Gli avvocati Stefano Maria Commodo e Renato Ambrosio, legali dell'Associazione per la prevenzione e la lotta all'elettrosmog, hanno definito la sentenza del Tar del Lazio «rivoluzionaria» e «senza precedenti». Secondo loro, infatti, è stato coronato «un percorso di democrazia giudiziaria che ha permesso di creare un'interlocuzione tra cittadini e istituzioni». Con quali risultati? «Ora possiamo lasciare un segno e sperare in un utilizzo migliore dei cellulari, soprattutto per i giovani, che li usano molto e sono i più indifesi per configurazione fisica. Non vogliamo andare contro la tecnologia né fare una battaglia di retroguardia, ma sollecitare un'industria che rappresenta un'eccellenza a sviluppare la tecnologia nel rispetto della salute delle persone. Monitoreremo la campagna che dovrà essere pronta entro il 16 luglio». Laura Masiero, presidente dell'Associazione per la prevenzione e la lotta all'elettrosmog, ha ricordato le tappe che hanno portato fino a questo punto: «Da tempo, e senza ottenere risposte, chiedevamo ai ministeri di informare la popolazione sui rischi dei dispositivi mobili. Rischi che non possiamo sottovalutare, come dimostrano innumerevoli studi scientifici. Tra i soggetti più a rischio ci sono i bambini, che spesso giocano con il cellulare dei genitori, e i ragazzi, che si addormentano con le cuffie nell'orecchio e hanno il telefonino sempre in tasca. I cellulari non sono giocattoli, sono una tecnologia utile ma che va usata adeguatamente. I cittadini devono essere informati. Vigileremo sulla campagna e ci prepariamo alla prossima battaglia: quella nei confronti della rete 5G».

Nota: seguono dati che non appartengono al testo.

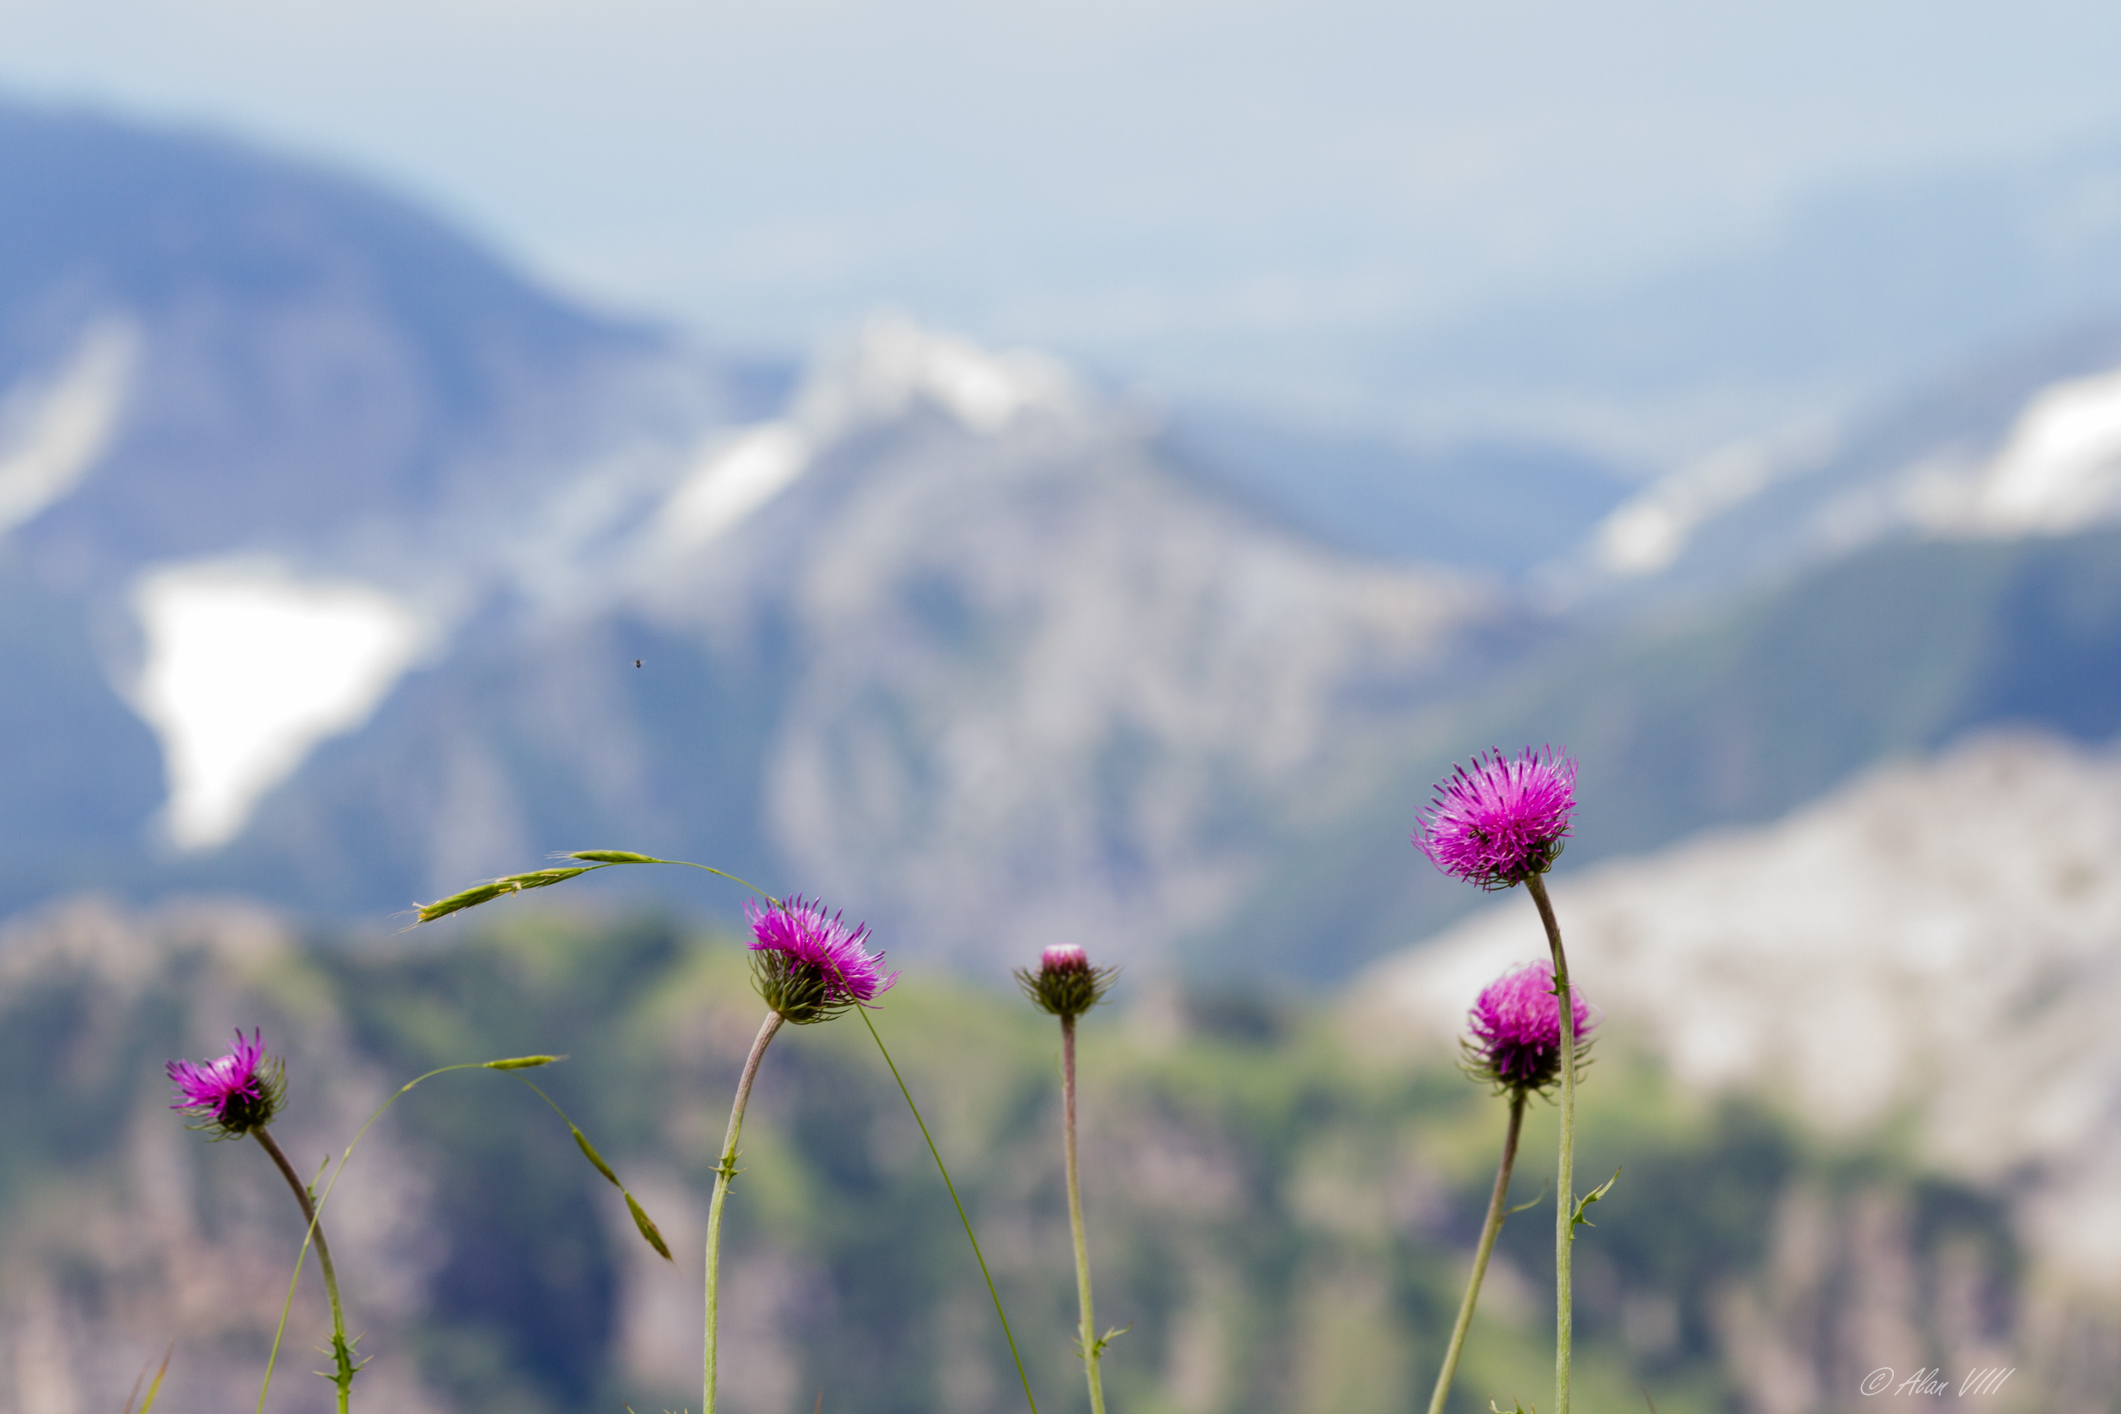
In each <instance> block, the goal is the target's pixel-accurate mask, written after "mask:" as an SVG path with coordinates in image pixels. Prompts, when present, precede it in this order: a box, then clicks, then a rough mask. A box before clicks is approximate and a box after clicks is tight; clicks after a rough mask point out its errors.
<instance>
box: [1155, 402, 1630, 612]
mask: <svg viewBox="0 0 2121 1414" xmlns="http://www.w3.org/2000/svg"><path fill="white" fill-rule="evenodd" d="M1162 449H1164V456H1167V458H1169V460H1171V464H1173V466H1177V469H1179V471H1184V473H1188V475H1192V477H1198V479H1200V481H1205V483H1209V485H1213V488H1217V490H1222V492H1224V494H1230V496H1234V498H1241V500H1245V502H1249V505H1256V507H1260V509H1262V511H1264V513H1268V515H1273V517H1275V519H1279V522H1283V524H1290V526H1296V528H1300V530H1304V532H1309V534H1313V536H1317V538H1321V541H1326V543H1328V545H1338V547H1343V549H1349V551H1353V553H1360V555H1374V558H1381V560H1408V562H1421V564H1442V566H1453V568H1461V570H1472V572H1485V575H1506V577H1510V579H1519V577H1523V575H1525V572H1527V570H1533V568H1540V566H1546V564H1548V562H1555V560H1563V558H1567V555H1572V553H1576V551H1578V549H1580V547H1582V545H1584V543H1587V541H1589V538H1591V536H1593V534H1595V532H1597V528H1599V524H1601V522H1603V519H1606V517H1608V515H1610V513H1612V511H1616V509H1618V507H1620V502H1623V500H1625V498H1627V496H1629V492H1633V490H1635V481H1640V475H1633V469H1618V466H1612V464H1608V462H1603V460H1599V458H1595V456H1591V454H1589V452H1582V449H1580V447H1572V445H1567V443H1542V441H1527V439H1502V437H1489V439H1470V441H1457V443H1434V445H1419V443H1402V441H1393V439H1385V437H1362V435H1353V432H1334V430H1319V428H1307V426H1298V424H1287V422H1270V420H1262V418H1258V416H1247V413H1243V411H1234V409H1220V407H1179V409H1173V411H1171V413H1169V416H1167V418H1164V422H1162ZM1497 507H1504V509H1497Z"/></svg>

LA TESTIMONIANZA DI ROBERTO ROMEO

Roberto Romeo, dipendente Telecom a cui, nel 2010, era stato diagnosticato un tumore che lo ha reso sordo dall’orecchio destro a causa della prolungata esposizione lavorativa alle frequenze emesse dal suo telefonino, e che nel 2018 ha vinto una causa civile contro l'Inail, si è candidato a fare da testimonial per la campagna informativa: «Voglio insegnare agli altri a utilizzare il cellulare perché non si ammalino». Romeo, nella sua battaglia giudiziaria, è stato assistito dagli stessi avvocati che hanno portato avanti le ragioni dell'Associazione per la prevenzione e la lotta all'elettrosmog. «Il mio orecchio ormai è andato, non c'è più nulla da fare. Ma posso andare nelle scuole a fare formazione per evitare che a qualcun altro succeda quello che è successo a me», ha detto Romeo, «nell'azienda in cui lavoravo e lavoro tutt'ora non hanno ancora organizzato la formazione, ma, almeno, hanno fornito auricolari a filo».